Online Program

Thursday, February 21
PS1 Poster Session 1 & Opening Mixer Thu, Feb 21, 6:30 PM - 8:00 PM
Napoleon Ballroom

Can Survey Response Propensities Grow on Trees? Comparing the Validity of Random Forests and Logistic Regression Models Using Population Variables Appended to an ABS Sampling Frame

Anh Thu Burks, The Nielsen Company 
*Trent D Buskirk, The Nielsen Company 

Keywords: Random Forests, Response Propensity Models, Address Based Sampling, Logistic Regression, Principal Components, Internal and External Validity

Address based sampling (ABS) provides survey researchers and statisticians a vast array of ancillary information that can be appended to the sampling frame at the block-group level for virtually every sampling unit.

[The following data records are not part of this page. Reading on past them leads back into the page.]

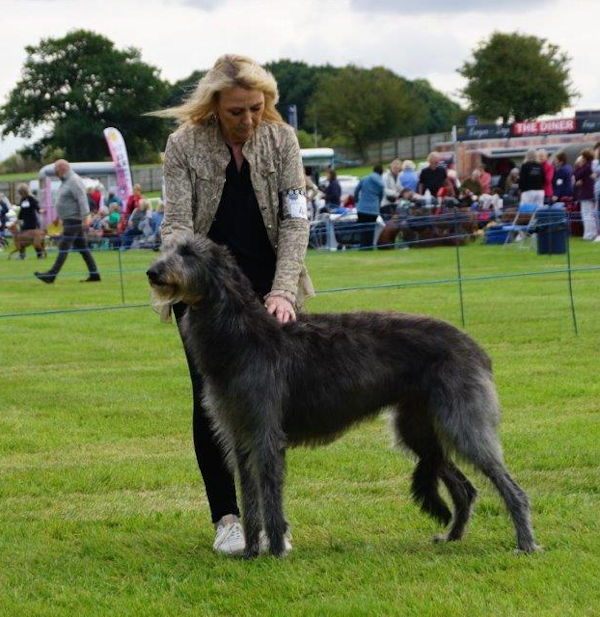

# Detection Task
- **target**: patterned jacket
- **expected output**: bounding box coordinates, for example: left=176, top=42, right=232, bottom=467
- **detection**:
left=161, top=120, right=314, bottom=307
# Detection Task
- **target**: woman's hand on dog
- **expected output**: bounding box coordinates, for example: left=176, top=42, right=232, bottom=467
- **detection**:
left=265, top=296, right=296, bottom=323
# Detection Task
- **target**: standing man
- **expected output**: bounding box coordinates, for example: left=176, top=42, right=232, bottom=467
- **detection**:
left=354, top=165, right=384, bottom=250
left=538, top=148, right=554, bottom=203
left=34, top=159, right=100, bottom=283
left=419, top=152, right=447, bottom=197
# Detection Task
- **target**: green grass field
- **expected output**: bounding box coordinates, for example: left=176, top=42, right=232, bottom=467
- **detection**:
left=0, top=239, right=600, bottom=617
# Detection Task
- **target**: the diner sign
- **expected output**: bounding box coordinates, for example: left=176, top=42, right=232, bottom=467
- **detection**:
left=513, top=118, right=577, bottom=137
left=577, top=115, right=600, bottom=133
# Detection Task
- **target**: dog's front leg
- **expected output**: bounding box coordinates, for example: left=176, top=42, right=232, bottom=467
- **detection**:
left=236, top=448, right=262, bottom=559
left=257, top=433, right=287, bottom=557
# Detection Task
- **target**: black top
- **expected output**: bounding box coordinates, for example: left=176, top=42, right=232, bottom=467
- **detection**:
left=18, top=195, right=40, bottom=230
left=419, top=165, right=447, bottom=197
left=208, top=153, right=276, bottom=296
left=519, top=161, right=545, bottom=191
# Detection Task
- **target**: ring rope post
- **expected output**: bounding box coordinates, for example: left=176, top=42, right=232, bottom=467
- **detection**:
left=565, top=218, right=579, bottom=336
left=454, top=208, right=466, bottom=328
left=117, top=247, right=125, bottom=304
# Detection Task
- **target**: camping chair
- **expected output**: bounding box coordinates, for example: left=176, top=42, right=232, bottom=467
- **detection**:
left=502, top=203, right=538, bottom=248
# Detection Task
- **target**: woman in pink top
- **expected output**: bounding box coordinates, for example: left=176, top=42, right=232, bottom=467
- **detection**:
left=538, top=149, right=554, bottom=199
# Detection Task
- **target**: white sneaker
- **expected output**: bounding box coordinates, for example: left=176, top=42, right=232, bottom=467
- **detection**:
left=258, top=527, right=292, bottom=557
left=213, top=514, right=246, bottom=557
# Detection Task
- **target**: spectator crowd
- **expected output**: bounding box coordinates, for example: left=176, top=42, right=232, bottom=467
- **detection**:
left=307, top=143, right=600, bottom=248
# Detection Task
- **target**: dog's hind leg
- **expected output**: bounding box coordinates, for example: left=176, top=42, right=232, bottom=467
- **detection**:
left=395, top=406, right=452, bottom=525
left=434, top=459, right=477, bottom=542
left=256, top=432, right=287, bottom=557
left=235, top=448, right=262, bottom=559
left=438, top=376, right=537, bottom=553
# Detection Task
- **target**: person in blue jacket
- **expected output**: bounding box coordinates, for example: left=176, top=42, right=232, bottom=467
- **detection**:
left=354, top=165, right=384, bottom=250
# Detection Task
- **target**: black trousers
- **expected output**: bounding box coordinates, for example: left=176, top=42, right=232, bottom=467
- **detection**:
left=173, top=302, right=240, bottom=523
left=357, top=212, right=377, bottom=249
left=48, top=219, right=99, bottom=276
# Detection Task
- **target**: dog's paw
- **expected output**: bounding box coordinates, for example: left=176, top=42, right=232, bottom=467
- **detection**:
left=515, top=542, right=544, bottom=555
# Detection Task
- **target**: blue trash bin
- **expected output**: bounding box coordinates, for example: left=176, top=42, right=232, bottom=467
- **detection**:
left=535, top=203, right=568, bottom=255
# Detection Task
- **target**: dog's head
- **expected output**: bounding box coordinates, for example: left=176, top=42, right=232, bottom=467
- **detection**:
left=146, top=234, right=235, bottom=306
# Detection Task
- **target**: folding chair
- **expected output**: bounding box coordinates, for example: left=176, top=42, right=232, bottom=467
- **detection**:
left=502, top=203, right=538, bottom=248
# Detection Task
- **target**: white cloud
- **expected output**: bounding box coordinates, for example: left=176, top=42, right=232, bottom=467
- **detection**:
left=0, top=0, right=600, bottom=159
left=350, top=0, right=555, bottom=15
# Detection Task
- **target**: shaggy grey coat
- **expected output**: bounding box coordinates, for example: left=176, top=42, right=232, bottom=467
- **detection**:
left=147, top=237, right=536, bottom=557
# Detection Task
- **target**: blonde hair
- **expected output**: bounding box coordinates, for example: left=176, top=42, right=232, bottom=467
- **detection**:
left=155, top=54, right=283, bottom=124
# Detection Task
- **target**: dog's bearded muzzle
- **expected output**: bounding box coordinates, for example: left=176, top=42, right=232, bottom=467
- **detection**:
left=146, top=262, right=181, bottom=301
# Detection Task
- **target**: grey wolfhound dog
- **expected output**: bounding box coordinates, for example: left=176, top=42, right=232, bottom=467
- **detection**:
left=147, top=235, right=537, bottom=558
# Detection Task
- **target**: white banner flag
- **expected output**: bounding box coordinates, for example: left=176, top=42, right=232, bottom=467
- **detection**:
left=104, top=126, right=133, bottom=208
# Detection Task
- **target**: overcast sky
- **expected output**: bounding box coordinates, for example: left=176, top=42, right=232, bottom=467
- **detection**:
left=0, top=0, right=600, bottom=160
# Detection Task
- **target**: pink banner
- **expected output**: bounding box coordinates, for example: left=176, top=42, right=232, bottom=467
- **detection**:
left=104, top=126, right=133, bottom=208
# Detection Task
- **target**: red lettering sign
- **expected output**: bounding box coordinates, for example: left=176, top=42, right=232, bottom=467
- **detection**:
left=513, top=118, right=576, bottom=136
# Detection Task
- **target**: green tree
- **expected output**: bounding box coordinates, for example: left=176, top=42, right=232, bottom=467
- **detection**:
left=458, top=32, right=577, bottom=122
left=406, top=79, right=466, bottom=133
left=0, top=30, right=168, bottom=161
left=265, top=59, right=339, bottom=133
left=310, top=66, right=425, bottom=157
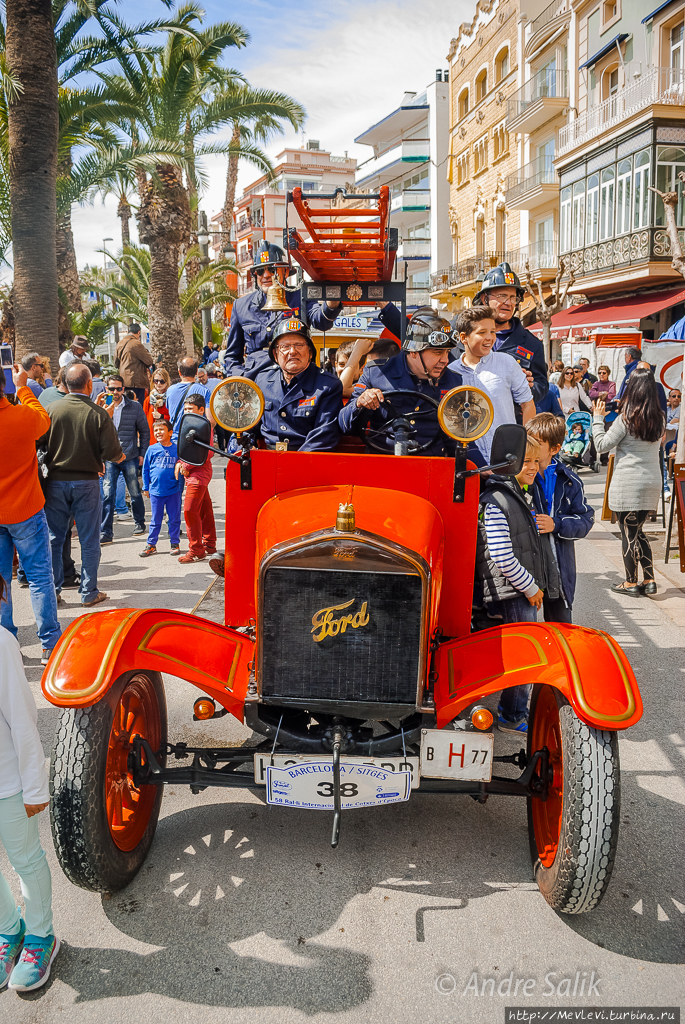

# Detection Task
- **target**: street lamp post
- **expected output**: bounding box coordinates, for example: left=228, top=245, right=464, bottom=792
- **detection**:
left=198, top=210, right=212, bottom=347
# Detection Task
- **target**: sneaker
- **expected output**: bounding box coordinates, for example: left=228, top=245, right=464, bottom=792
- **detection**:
left=9, top=935, right=59, bottom=992
left=498, top=715, right=528, bottom=736
left=0, top=921, right=27, bottom=988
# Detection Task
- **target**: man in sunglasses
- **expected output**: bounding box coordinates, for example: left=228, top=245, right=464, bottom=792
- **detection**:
left=224, top=242, right=342, bottom=380
left=96, top=374, right=149, bottom=544
left=338, top=306, right=484, bottom=466
left=466, top=263, right=549, bottom=403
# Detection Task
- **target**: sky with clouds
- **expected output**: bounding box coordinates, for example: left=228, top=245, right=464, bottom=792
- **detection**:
left=65, top=0, right=475, bottom=267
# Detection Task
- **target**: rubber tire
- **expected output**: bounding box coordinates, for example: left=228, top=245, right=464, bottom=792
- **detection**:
left=50, top=672, right=167, bottom=892
left=527, top=685, right=620, bottom=913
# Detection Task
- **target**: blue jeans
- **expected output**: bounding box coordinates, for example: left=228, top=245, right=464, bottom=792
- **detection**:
left=0, top=793, right=54, bottom=939
left=147, top=492, right=182, bottom=548
left=100, top=456, right=145, bottom=541
left=0, top=509, right=61, bottom=650
left=488, top=594, right=538, bottom=722
left=45, top=480, right=102, bottom=604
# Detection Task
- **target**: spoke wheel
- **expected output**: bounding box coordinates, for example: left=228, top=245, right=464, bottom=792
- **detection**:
left=528, top=686, right=620, bottom=913
left=50, top=672, right=167, bottom=892
left=104, top=676, right=161, bottom=852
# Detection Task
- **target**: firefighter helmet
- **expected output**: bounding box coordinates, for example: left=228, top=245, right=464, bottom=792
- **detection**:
left=268, top=315, right=316, bottom=362
left=402, top=306, right=457, bottom=352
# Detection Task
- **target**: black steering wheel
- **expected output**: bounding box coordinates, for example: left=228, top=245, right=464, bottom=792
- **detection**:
left=357, top=389, right=441, bottom=455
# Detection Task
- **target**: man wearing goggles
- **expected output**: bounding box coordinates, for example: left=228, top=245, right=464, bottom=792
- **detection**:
left=338, top=306, right=484, bottom=466
left=224, top=242, right=342, bottom=380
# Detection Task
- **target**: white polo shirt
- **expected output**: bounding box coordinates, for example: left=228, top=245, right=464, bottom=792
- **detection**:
left=456, top=352, right=532, bottom=462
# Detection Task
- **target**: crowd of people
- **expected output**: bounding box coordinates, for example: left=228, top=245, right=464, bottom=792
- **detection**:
left=0, top=244, right=681, bottom=991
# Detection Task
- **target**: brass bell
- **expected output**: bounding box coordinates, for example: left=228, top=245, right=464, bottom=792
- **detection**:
left=262, top=279, right=292, bottom=312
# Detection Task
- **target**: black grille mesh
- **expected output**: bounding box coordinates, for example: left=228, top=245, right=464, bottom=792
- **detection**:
left=261, top=567, right=421, bottom=703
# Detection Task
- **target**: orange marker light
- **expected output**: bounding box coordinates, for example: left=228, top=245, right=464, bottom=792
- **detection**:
left=471, top=708, right=493, bottom=732
left=192, top=697, right=213, bottom=721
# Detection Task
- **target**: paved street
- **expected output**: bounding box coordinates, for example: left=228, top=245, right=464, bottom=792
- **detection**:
left=0, top=460, right=685, bottom=1024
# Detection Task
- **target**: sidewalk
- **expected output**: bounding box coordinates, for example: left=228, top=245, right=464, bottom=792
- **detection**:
left=581, top=467, right=685, bottom=628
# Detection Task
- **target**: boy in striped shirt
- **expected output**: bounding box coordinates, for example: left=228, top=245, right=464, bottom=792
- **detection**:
left=476, top=435, right=558, bottom=735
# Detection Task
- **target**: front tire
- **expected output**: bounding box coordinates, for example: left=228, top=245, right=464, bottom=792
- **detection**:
left=50, top=672, right=167, bottom=892
left=528, top=686, right=620, bottom=913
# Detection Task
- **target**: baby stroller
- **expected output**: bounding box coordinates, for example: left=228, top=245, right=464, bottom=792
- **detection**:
left=559, top=411, right=600, bottom=473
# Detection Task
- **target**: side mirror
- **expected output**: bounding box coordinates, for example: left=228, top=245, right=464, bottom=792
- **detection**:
left=177, top=413, right=212, bottom=466
left=490, top=423, right=527, bottom=476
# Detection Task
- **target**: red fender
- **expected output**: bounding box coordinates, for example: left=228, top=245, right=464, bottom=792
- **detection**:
left=41, top=608, right=254, bottom=722
left=434, top=623, right=642, bottom=729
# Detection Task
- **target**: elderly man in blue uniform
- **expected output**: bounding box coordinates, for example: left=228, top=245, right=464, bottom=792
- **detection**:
left=245, top=316, right=342, bottom=452
left=224, top=242, right=342, bottom=380
left=462, top=263, right=549, bottom=403
left=338, top=308, right=484, bottom=466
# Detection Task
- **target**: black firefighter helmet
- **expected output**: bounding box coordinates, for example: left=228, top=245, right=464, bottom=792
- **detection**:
left=471, top=263, right=525, bottom=306
left=250, top=239, right=295, bottom=276
left=268, top=315, right=316, bottom=362
left=402, top=306, right=457, bottom=352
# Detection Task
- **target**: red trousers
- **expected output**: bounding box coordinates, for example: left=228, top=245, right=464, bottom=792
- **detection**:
left=183, top=483, right=216, bottom=558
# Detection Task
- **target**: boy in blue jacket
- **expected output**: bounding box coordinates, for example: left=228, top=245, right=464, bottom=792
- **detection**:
left=526, top=413, right=595, bottom=623
left=140, top=420, right=183, bottom=558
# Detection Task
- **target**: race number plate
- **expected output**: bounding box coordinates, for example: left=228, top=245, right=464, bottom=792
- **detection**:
left=421, top=729, right=495, bottom=782
left=266, top=760, right=412, bottom=811
left=255, top=754, right=420, bottom=790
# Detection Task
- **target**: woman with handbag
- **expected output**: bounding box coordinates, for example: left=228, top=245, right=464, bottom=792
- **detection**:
left=593, top=370, right=666, bottom=597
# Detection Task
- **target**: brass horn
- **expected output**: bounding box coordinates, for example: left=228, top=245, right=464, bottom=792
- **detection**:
left=262, top=279, right=292, bottom=312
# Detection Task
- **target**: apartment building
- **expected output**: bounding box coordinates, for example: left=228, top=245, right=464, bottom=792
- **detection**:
left=506, top=0, right=685, bottom=337
left=213, top=139, right=356, bottom=295
left=354, top=79, right=452, bottom=306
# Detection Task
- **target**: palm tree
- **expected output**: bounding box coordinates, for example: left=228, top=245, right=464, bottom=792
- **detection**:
left=94, top=246, right=236, bottom=347
left=3, top=0, right=59, bottom=366
left=99, top=4, right=304, bottom=369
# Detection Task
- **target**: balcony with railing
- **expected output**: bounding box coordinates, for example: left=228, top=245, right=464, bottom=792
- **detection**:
left=506, top=239, right=559, bottom=281
left=506, top=68, right=568, bottom=134
left=355, top=138, right=430, bottom=187
left=557, top=63, right=685, bottom=156
left=505, top=157, right=559, bottom=210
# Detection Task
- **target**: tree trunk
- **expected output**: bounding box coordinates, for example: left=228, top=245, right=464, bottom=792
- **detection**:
left=136, top=164, right=190, bottom=374
left=221, top=125, right=241, bottom=234
left=117, top=194, right=131, bottom=249
left=5, top=0, right=59, bottom=367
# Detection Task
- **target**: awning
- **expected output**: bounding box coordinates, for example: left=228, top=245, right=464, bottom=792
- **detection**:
left=528, top=288, right=685, bottom=339
left=579, top=32, right=628, bottom=71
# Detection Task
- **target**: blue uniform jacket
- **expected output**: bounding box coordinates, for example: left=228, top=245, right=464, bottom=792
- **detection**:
left=249, top=362, right=342, bottom=452
left=533, top=459, right=595, bottom=605
left=493, top=316, right=550, bottom=404
left=338, top=352, right=484, bottom=466
left=224, top=289, right=340, bottom=380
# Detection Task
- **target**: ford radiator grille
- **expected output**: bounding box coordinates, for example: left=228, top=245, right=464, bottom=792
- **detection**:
left=261, top=566, right=422, bottom=703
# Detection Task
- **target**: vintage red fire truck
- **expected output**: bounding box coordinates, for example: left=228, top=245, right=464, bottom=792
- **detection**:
left=43, top=186, right=642, bottom=913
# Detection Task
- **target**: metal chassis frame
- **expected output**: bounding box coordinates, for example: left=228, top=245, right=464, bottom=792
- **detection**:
left=128, top=736, right=550, bottom=802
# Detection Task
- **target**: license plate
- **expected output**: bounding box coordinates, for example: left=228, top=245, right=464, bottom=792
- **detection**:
left=421, top=729, right=495, bottom=782
left=255, top=754, right=420, bottom=790
left=266, top=759, right=412, bottom=811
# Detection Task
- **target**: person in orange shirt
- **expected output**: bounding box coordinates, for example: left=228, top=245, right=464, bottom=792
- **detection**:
left=0, top=364, right=61, bottom=665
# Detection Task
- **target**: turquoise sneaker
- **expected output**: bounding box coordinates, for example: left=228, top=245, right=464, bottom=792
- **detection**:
left=0, top=921, right=27, bottom=988
left=8, top=935, right=59, bottom=992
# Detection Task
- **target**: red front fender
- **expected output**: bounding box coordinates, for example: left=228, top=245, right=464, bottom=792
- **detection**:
left=41, top=608, right=254, bottom=722
left=434, top=623, right=642, bottom=729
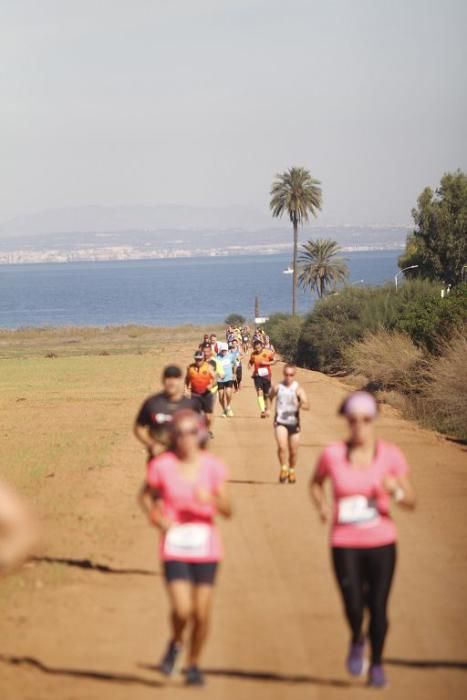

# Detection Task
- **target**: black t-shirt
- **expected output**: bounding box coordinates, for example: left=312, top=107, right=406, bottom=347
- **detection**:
left=136, top=392, right=200, bottom=443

Information such as median household income, percentage of renters or householders over 55, can be used a priori as part of the sampling design or post-sampling to improve the survey recruitment processes. In this presentation we report the results of a study aimed at evaluating the use of a series of variables available both at the block-group and zip-code+4 levels from both the U.S. Census and other commercial sources to estimate response propensities for a national media diary survey (MDS). The MDS sample consisted of over 650,000 addresses randomly selected from a national ABS sampling frame. The response propensity models were constructed from the entire catalogue of over 100 ancillary variables using both random forests and logistic regression models based on principal components. The internal validity of these models was evaluated using both a 10-fold cross validation method as well as using a 25% hold-out test sample. Finally external validity was estimated by applying these predictive models to a separate and subsequent media diary survey that was also based on a national random sample.